What parents need to know
Parents Need to Know
Parents need to know that this game is based on the 1960s television show Rocky & Bullwinkle. It's geared for kids, but few people under the age of 20 will have any frame of reference. It features more than 100 microgames, the majority of which last no longer than five or ten seconds each. Most of the games are simple enough that a five-year-old could play them, but ambiguous instructions force players to figure out how to play most games on their own, which can be frustrating. There are no illicit substances, negative social messages, nor is there any sexuality. However, the game does feature some very mild, cartoonlike violence, including several games in which bombs explode. Some of the games allow you to use an optional Web camera for control. This game is only available on Xbox Live as a download.
What's it about?
ROCKY AND BULLWINKLE, which features digitally re-mastered clips and sounds from the popular 1960s TV series, is a collection of more than 100 extremely short microgames. It's similar in design to Nintendo's popular WarioWare games, providing chapters for each of the show's most popular characters, including, among others, Boris and Natasha, Dudley Do-Right, and Aesop and son. Each chapter is composed of two dozen randomly selected microgames that increase in difficulty as the game progresses. Rocky and Bullwinkle supports an optional web camera interface, offers local, turn-based multiplayer for up to 12 players, and features unlockable collectible "gadgets" that can impact play by providing bonus points or additional time for each microgame.
Is it any good?
It might seem strange to make a game for kids based on a TV show most people under the age of 20 will have never seen. On the other hand, if a game is fun then it matters little how familiar anyone is with its characters. Problem is, Rocky and Bullwinkle isn't much fun. Most of the games are extraordinarily elementary, requiring players to do things like tap a button to stamp a piece of paper, spin the control stick to make a boat race forward, or rapidly depress the triggers to climb a tree. Even young children will likely grow bored of these challenges within minutes.

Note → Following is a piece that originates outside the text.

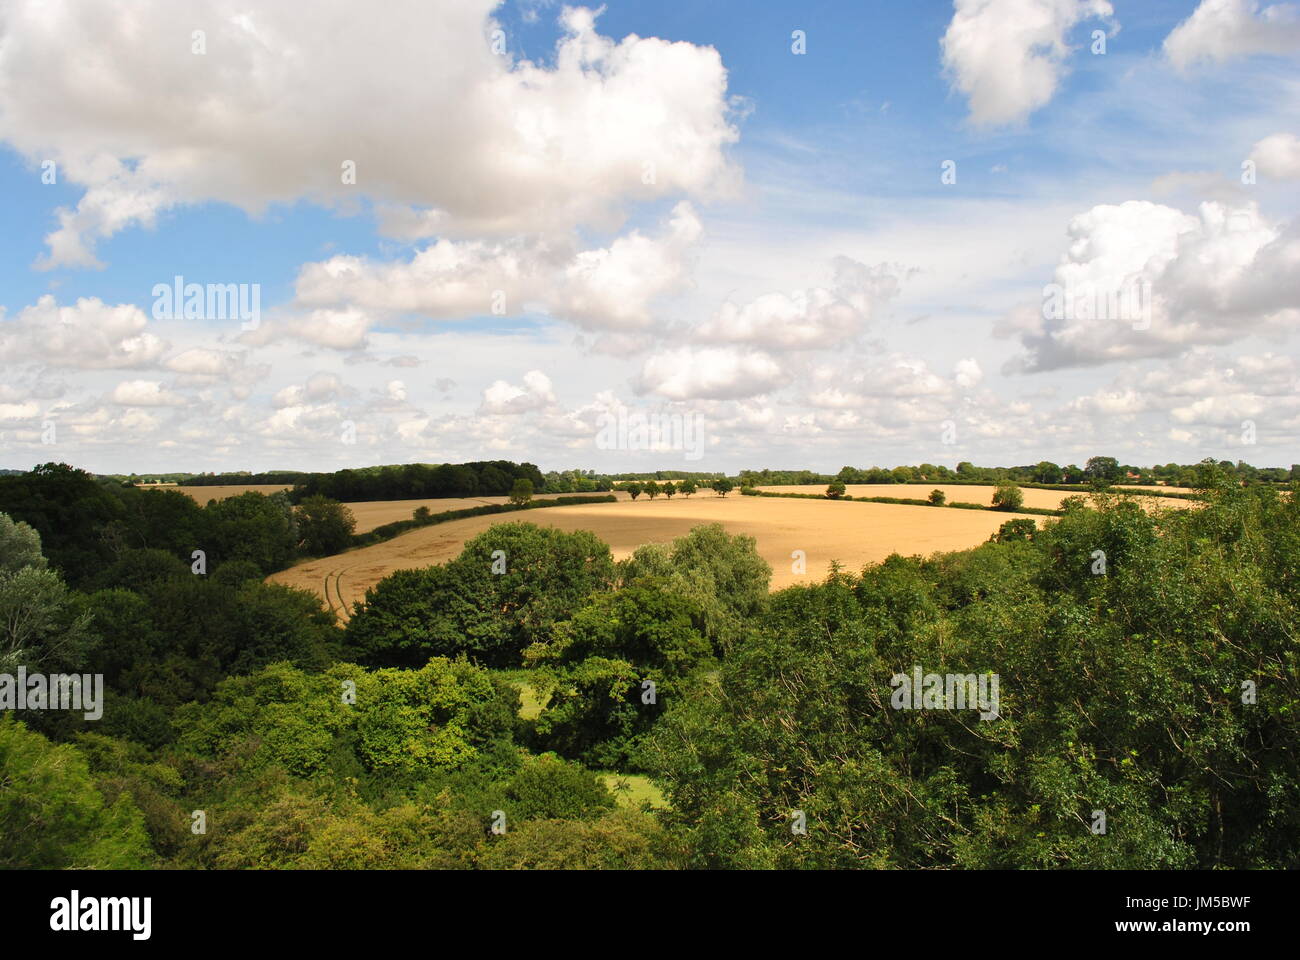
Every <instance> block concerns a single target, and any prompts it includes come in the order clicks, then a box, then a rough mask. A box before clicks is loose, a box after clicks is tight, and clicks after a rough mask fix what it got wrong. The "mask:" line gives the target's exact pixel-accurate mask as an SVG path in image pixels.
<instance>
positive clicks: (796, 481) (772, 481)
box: [740, 457, 1300, 490]
mask: <svg viewBox="0 0 1300 960" xmlns="http://www.w3.org/2000/svg"><path fill="white" fill-rule="evenodd" d="M1209 468H1213V470H1214V471H1216V472H1218V473H1221V475H1227V476H1236V477H1238V479H1239V480H1243V481H1264V483H1290V481H1291V480H1300V464H1291V467H1290V468H1286V467H1252V466H1251V464H1249V463H1245V462H1243V460H1238V462H1236V463H1232V462H1231V460H1219V462H1218V463H1216V462H1214V460H1203V462H1200V463H1191V464H1184V463H1165V464H1156V466H1153V467H1138V466H1132V464H1127V463H1119V462H1118V460H1117V459H1115V458H1114V457H1092V458H1089V459H1088V462H1087V464H1086V466H1083V467H1079V466H1076V464H1074V463H1070V464H1067V466H1065V467H1062V466H1058V464H1056V463H1052V462H1050V460H1040V462H1039V463H1035V464H1032V466H1021V467H976V466H975V464H972V463H971V462H969V460H962V462H961V463H958V464H957V470H952V468H949V467H945V466H941V464H936V463H922V464H918V466H902V467H893V468H884V467H866V468H863V467H841V468H840V472H839V473H835V475H831V473H816V472H814V471H811V470H742V471H741V472H740V481H741V484H742V485H753V487H785V485H796V484H828V483H831V481H833V480H837V481H840V483H844V484H913V483H927V484H933V483H945V484H961V483H969V484H991V483H998V481H1004V480H1010V481H1013V483H1018V484H1024V485H1027V487H1028V485H1031V484H1037V485H1043V487H1050V488H1053V489H1057V488H1060V487H1061V485H1062V484H1065V485H1066V487H1065V489H1070V487H1075V488H1078V489H1080V490H1083V489H1088V488H1091V485H1092V484H1095V483H1097V481H1102V483H1106V484H1165V485H1169V487H1201V485H1204V484H1205V481H1206V471H1208V470H1209Z"/></svg>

But worse than the game's overly simplistic nature are its confounding instructions. They're so poorly written and illustrated that they often leave you completely clueless as to what you're supposed to do. And when the game ends in failure after just a few seconds, there are usually no signs indicating what went wrong -- which means you're stuck in the same predicament the next time the game pops up. It's maddening. Adding insult to injury is a buggy camera-based interface. Rocky and Bullwinkle is one of a handful of Xbox Live Arcade titles that allow players to control game action via the Xbox 360's webcam, which means you can stand in front of the camera and move your arms and hands to interact with the game. The problem is that in Rocky and Bullwinkle the camera frequently loses track of one's movements -- not helpful when playing lightning quick microgames in which every second counts. At least the camera isn't mandatory. Take our advice and just stick with the traditional controls. It may be difficult to figure out what to do, but at least once you understand how to play, you won't have to worry about the controller not registering your commands.
Families can talk about...
Families can talk about the amount of attention required to play different kinds of video games. Do you find it easier to digest games that last only a few seconds each, or do you prefer interactive experiences that require intense concentration for long stretches of time? Is it confusing to rapidly switch focus between several games in just a few short minutes? Are you familiar with the original Rocky & Bullwinkle television show? Parents can provide context for the characters in the game by recounting their experience watching the show on Saturday mornings as kids.